Written by Joel Surnow & Michael Loceff
Directed by Jon Cassar
Original Air Date: 25th February 2003
‘It could go off at any second’ Jack is told upon the eventual discovery of the nuclear bomb at the end of this episode. It gives proceedings an intense charge going into the next episode, which will amount to one of the very best episodes of 24’s run. Until then, we’re treated to a lot of moving parts this hour; some of it characteristically intense, others proving surprisingly emotional.
The latter comes from watching George leave CTU for the last time, a moment brilliantly played by Xander Berkley, Carlos Bernard and Reiko Aylesworth and which is beautifully directed by Jon Cassar who stages George and Tony’s final conversation in a similar manner to earlier in the season when George left CTU for his moment of destiny on the way to Bakersfield.
It’s a lovely reminder of just how much of an emotional journey that Mason has been on this season, and while his exit from CTU is marked by a silent clock, there is still one chapter in his journey to come. For all the intensity going on around it, the scene is a lovely moment where the series slows down just a little and lets a tremendous amount of heart into the story. It’s been hinted at all season, from his life advice to Michelle, as well as his final conversation with his son, but here we get not only a lovely slice of foreshadowing at what to expect from the emotional epic we’re about to get with the next episode, it also functions as a passing of the CTU baton from George to Tony.
After giving Jack a hard time in the earlier stages of season one, there’s something nicely ironic that Tony is now the one in charge of CTU. It also indicates just how much 24, for all its bombast, suspense and ticking time bomb scenarios, is a series unafraid of character growth. Compare Tony and George to where they were at the very beginning of 24’s run and we’re being treated to characters who are clearly three dimensional and being crafted by writers unafraid of change and character development.
Away from CTU, the bulk of this hour is devoted to Jack once again in interrogation mode, this time finally catching up to Marie Warner in her attempts to set the bomb off.

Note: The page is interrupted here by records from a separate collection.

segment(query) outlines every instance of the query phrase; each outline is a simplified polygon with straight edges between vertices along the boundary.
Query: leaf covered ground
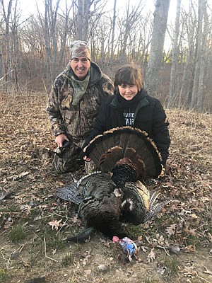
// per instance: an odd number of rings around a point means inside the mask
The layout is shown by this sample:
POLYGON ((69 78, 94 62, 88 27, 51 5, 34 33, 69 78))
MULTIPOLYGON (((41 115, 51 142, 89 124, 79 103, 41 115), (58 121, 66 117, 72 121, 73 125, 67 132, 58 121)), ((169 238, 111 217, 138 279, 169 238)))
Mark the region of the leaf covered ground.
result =
POLYGON ((138 260, 83 229, 77 207, 56 197, 74 174, 52 170, 55 147, 45 93, 1 94, 0 282, 212 282, 211 115, 167 110, 172 144, 166 173, 148 184, 170 200, 138 226, 138 260))

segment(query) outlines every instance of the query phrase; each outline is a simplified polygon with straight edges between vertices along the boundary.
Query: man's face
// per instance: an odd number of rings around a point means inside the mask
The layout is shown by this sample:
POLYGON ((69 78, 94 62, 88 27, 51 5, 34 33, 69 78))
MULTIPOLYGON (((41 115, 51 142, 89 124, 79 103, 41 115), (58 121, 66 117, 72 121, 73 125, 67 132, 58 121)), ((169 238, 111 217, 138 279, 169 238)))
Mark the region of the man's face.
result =
POLYGON ((89 70, 90 62, 87 57, 79 56, 72 59, 70 62, 70 65, 78 79, 83 80, 89 70))

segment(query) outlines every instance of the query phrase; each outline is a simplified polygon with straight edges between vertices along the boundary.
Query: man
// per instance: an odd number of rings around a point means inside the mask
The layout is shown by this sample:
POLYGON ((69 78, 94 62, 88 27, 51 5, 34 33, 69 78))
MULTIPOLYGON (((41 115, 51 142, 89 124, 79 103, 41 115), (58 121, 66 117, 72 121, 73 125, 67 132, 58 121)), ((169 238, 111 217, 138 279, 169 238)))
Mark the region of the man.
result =
POLYGON ((81 148, 101 103, 113 91, 112 81, 90 61, 87 43, 74 41, 70 62, 55 79, 47 107, 58 146, 53 161, 57 173, 74 171, 82 164, 81 148))

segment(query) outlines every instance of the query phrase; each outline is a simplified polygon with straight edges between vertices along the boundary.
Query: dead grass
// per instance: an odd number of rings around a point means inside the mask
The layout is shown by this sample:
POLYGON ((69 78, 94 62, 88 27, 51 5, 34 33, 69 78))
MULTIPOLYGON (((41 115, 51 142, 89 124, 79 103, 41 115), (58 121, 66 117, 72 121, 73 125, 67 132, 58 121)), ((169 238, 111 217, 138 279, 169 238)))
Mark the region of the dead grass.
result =
POLYGON ((0 96, 0 282, 211 282, 211 115, 167 111, 167 170, 149 189, 170 202, 152 222, 129 227, 139 260, 126 263, 98 233, 84 244, 62 241, 83 227, 76 206, 55 196, 73 176, 52 171, 46 101, 43 93, 0 96))

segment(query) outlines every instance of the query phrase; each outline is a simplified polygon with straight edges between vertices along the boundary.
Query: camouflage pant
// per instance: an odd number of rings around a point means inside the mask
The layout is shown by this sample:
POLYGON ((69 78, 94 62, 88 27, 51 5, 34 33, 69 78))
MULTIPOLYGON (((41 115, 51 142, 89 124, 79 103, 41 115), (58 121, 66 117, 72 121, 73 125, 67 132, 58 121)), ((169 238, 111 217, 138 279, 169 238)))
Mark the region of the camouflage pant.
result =
POLYGON ((65 173, 76 172, 80 168, 85 169, 89 173, 98 171, 98 167, 93 161, 84 162, 79 158, 81 148, 73 143, 66 148, 57 148, 54 152, 53 167, 56 172, 65 173))
POLYGON ((57 148, 54 152, 53 167, 56 172, 75 172, 83 168, 84 161, 79 158, 81 148, 71 143, 66 148, 57 148))

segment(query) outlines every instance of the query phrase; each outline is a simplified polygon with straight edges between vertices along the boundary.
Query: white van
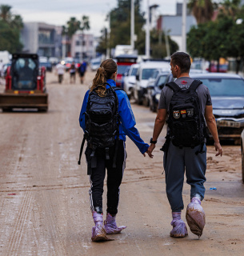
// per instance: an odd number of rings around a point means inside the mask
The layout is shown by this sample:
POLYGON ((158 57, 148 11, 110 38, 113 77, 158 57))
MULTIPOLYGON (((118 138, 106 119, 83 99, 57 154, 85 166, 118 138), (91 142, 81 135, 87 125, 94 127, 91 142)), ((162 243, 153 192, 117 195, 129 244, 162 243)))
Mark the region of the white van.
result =
POLYGON ((135 76, 138 72, 139 64, 132 64, 130 66, 130 70, 125 74, 124 78, 124 90, 130 98, 133 96, 133 88, 135 85, 135 76))
POLYGON ((146 94, 148 80, 156 70, 162 72, 170 71, 170 62, 146 61, 141 62, 136 74, 136 82, 134 87, 134 97, 138 104, 142 105, 146 94))

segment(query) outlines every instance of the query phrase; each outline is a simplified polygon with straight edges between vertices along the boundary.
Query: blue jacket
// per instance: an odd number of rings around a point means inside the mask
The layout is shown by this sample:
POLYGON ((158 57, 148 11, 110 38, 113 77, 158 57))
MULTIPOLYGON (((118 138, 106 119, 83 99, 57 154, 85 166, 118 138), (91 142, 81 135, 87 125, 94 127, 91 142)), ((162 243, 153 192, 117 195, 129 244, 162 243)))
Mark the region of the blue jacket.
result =
MULTIPOLYGON (((106 82, 112 87, 115 87, 115 82, 112 79, 107 79, 106 82)), ((106 86, 109 88, 109 86, 106 86)), ((79 117, 79 122, 81 127, 85 132, 85 112, 86 110, 86 105, 88 101, 90 90, 85 94, 81 114, 79 117)), ((116 90, 118 99, 118 114, 120 117, 119 126, 119 138, 126 141, 126 135, 127 135, 137 146, 142 154, 147 151, 149 145, 145 143, 141 138, 138 130, 134 127, 136 122, 132 112, 131 106, 126 94, 123 90, 116 90)))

Where Jack’s interrogation of Syed Ali was a full-on brutal assault on the senses, there is something more subtle going on when he finally catches up to Marie.

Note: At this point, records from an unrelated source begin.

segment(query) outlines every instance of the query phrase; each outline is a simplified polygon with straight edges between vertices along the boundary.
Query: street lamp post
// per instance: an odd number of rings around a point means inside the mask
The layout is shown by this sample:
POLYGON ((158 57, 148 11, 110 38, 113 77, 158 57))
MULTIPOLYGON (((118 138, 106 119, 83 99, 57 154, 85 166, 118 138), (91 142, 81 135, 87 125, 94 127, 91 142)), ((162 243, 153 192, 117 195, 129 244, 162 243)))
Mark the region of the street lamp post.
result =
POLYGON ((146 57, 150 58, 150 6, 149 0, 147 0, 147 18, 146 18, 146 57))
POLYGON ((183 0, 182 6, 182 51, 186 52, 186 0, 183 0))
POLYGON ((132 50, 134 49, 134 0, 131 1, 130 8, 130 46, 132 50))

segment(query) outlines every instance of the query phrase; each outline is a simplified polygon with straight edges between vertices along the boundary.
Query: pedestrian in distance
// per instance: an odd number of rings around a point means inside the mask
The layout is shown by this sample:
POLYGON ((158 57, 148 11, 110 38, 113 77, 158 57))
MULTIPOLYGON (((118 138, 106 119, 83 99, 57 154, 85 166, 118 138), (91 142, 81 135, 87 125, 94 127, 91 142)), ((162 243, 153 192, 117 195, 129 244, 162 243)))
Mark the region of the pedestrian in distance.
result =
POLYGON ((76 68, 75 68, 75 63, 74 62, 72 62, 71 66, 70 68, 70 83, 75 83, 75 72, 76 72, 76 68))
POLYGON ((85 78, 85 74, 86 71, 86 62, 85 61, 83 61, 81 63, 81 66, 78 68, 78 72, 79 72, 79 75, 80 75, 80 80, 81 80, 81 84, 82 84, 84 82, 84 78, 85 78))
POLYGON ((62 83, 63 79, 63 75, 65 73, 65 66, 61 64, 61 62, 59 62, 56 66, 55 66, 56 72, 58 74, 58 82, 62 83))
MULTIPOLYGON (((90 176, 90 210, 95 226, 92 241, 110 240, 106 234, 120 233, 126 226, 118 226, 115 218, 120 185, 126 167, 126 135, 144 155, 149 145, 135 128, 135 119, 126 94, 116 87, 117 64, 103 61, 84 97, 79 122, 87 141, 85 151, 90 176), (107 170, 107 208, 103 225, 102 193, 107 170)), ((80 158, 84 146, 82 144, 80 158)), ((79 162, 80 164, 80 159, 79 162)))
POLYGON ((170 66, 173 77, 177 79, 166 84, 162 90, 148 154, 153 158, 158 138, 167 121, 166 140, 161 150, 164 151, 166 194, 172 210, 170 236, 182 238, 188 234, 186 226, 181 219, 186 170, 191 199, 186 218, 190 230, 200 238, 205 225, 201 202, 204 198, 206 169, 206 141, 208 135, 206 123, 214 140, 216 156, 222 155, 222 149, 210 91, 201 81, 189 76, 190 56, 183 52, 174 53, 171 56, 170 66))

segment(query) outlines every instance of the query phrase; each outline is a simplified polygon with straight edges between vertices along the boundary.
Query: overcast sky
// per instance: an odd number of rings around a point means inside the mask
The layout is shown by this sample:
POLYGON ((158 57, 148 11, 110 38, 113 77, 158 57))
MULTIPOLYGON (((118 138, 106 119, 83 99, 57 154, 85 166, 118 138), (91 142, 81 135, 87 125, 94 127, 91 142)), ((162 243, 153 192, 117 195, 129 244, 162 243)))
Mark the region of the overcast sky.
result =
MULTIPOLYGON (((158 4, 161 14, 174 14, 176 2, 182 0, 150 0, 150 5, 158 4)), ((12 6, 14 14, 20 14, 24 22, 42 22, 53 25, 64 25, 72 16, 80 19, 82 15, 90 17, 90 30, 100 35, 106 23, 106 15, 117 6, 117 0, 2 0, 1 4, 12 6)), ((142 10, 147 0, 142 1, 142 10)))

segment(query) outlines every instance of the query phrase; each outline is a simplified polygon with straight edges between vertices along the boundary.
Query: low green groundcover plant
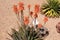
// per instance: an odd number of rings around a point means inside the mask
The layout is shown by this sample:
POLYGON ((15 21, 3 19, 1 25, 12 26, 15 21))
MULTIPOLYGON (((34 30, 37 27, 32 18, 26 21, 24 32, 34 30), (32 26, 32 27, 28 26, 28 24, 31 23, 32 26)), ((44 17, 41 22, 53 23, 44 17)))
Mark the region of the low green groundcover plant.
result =
POLYGON ((58 0, 47 0, 47 3, 42 4, 42 14, 47 17, 60 16, 60 2, 58 0))

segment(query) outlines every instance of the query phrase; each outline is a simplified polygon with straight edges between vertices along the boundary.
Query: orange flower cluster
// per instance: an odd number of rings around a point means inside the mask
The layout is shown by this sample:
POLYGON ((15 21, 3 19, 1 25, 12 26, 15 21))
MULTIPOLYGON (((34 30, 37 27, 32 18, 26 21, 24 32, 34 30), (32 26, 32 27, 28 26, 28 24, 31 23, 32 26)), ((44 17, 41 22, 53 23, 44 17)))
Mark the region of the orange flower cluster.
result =
POLYGON ((40 11, 40 6, 39 5, 35 5, 35 9, 34 9, 34 12, 35 13, 38 13, 40 11))
POLYGON ((47 17, 44 17, 44 23, 46 23, 48 21, 48 18, 47 17))
POLYGON ((30 16, 32 16, 32 15, 33 15, 33 12, 31 11, 31 12, 30 12, 30 16))
MULTIPOLYGON (((38 17, 38 13, 40 12, 40 5, 36 4, 34 6, 34 12, 33 11, 30 11, 30 7, 31 5, 29 4, 28 5, 28 9, 29 9, 29 15, 30 16, 33 16, 34 18, 37 18, 38 17)), ((19 10, 20 11, 23 11, 24 10, 24 3, 23 2, 19 2, 18 4, 18 7, 17 5, 14 5, 13 6, 13 10, 15 13, 19 13, 19 10)), ((47 17, 44 17, 43 19, 44 23, 46 23, 48 21, 48 18, 47 17)), ((24 16, 24 24, 25 25, 28 25, 29 24, 29 17, 28 16, 24 16)), ((41 28, 42 27, 42 24, 38 24, 38 28, 41 28)))
POLYGON ((24 10, 24 3, 23 2, 19 2, 19 10, 24 10))
POLYGON ((28 25, 29 23, 29 17, 28 16, 24 16, 24 24, 28 25))
POLYGON ((33 14, 33 17, 34 17, 34 18, 37 18, 37 17, 38 17, 38 15, 37 15, 36 13, 34 13, 34 14, 33 14))
POLYGON ((29 5, 28 5, 28 8, 30 9, 30 7, 31 7, 31 5, 29 4, 29 5))
POLYGON ((13 5, 13 10, 14 10, 15 13, 18 13, 17 5, 13 5))
POLYGON ((41 28, 42 27, 42 24, 38 24, 38 28, 41 28))

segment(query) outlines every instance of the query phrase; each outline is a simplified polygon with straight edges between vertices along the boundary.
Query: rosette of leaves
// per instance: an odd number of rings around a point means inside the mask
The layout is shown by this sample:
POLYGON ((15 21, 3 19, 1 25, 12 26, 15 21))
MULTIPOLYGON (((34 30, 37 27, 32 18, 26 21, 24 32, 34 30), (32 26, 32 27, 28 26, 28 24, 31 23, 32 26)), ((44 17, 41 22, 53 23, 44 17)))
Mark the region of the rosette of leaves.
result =
POLYGON ((9 35, 13 40, 43 40, 48 34, 48 30, 44 27, 35 30, 33 27, 28 26, 26 28, 20 27, 19 31, 12 29, 12 34, 9 35))
POLYGON ((60 3, 58 0, 47 0, 47 3, 42 5, 42 12, 48 17, 60 16, 60 3))

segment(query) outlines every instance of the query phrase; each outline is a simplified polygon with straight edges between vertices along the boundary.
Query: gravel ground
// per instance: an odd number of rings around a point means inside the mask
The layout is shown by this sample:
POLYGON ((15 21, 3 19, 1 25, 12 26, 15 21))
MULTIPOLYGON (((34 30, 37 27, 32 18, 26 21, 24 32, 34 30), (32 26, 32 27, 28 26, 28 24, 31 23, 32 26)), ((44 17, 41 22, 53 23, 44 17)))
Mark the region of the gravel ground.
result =
MULTIPOLYGON (((18 4, 19 1, 23 1, 25 4, 25 15, 28 14, 27 5, 31 4, 33 10, 34 4, 42 5, 45 0, 0 0, 0 40, 8 40, 8 32, 11 33, 11 28, 18 29, 17 18, 12 10, 14 4, 18 4)), ((39 22, 43 24, 43 15, 39 14, 39 22)), ((45 40, 60 40, 60 34, 56 32, 56 24, 60 21, 60 18, 49 18, 49 21, 45 25, 49 30, 49 36, 45 40)))

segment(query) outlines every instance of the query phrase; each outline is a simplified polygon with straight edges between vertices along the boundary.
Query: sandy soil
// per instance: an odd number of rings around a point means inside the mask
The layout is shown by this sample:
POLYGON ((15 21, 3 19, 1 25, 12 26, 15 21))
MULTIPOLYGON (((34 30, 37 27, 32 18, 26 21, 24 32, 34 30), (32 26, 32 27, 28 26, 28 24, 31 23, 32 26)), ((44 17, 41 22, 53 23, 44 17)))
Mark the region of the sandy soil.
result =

The entire episode is bristling with characteristic suspense, a feeling that the season is reaching a form of a crescendo before moving on to further chaos. The hunt for the bomb has been a driving part of the season, and by the end of the episode Jack has finally caught up to a device that has threatened so much in the way of life.
After playing games with the audience and the characters over the story going on in the Warner household at the start of the season, it seems just right that the hunt for the bomb narrative comes to a head in a psychologically intense conversation between Jack, Marie, and Kate.
For all Jack’s seeming bluster two episodes ago and the view that 24 was a series famous for its intense interrogation sequences, it’s easy to forget that Jack Bauer knows how to use psychology just as potently. Psychological torture is every bit as unethical as physical coercion, and the mind games that he used against Syed Ali during ‘7:00pm-8:00pm’ was meant to tie one up in knots. His approach to Marie involves applying pressure to a bullet wound in her arm, but equally so, the use of a pain killer and having Kate swap places with him during moments when Marie is pain-free makes for quietly enthralling viewing.
It’s a gentle reveal that while Jack knows how to inflict pain, he also knows how to be darkly artful when it comes to interrogating suspects. Just as Marie’s pain killer wears off, he removes Kate from the conversation and places himself back into Marie’s line of sight, speaking gently in that manner that Sutherland does so well, but which is facilitating a conversation about nuclear devices that will cause massive amounts of damage and loss of life.
For all the conversations about a Middle Eastern terrorist threat all season, the final stretch of the bomb hunt comes down to a threat that is squarely situated in the middle of upper-class white America. Guns have been pointed dramatically all season, bodies have been torn apart and things have blown up spectacularly, and yet when it comes down to the crunch, the final revelation is doled out by a blonde-haired woman in a dark wig who has taken a hatred against her own country.
In many ways, it’s a foreshadowing of the next step of the season’s story arc ladder. The deadliest threat of all this season is not coming from outside the borders of the US, but within it, and while there are external forces of sorts causing the chaos, the biggest danger may very well be from within the infrastructure of the US itself.
Before we get to that, however, we have one of 24’s greatest ever episodes on the way, one that will swap bloodshed and gunfire for heart and emotion. There will be tears.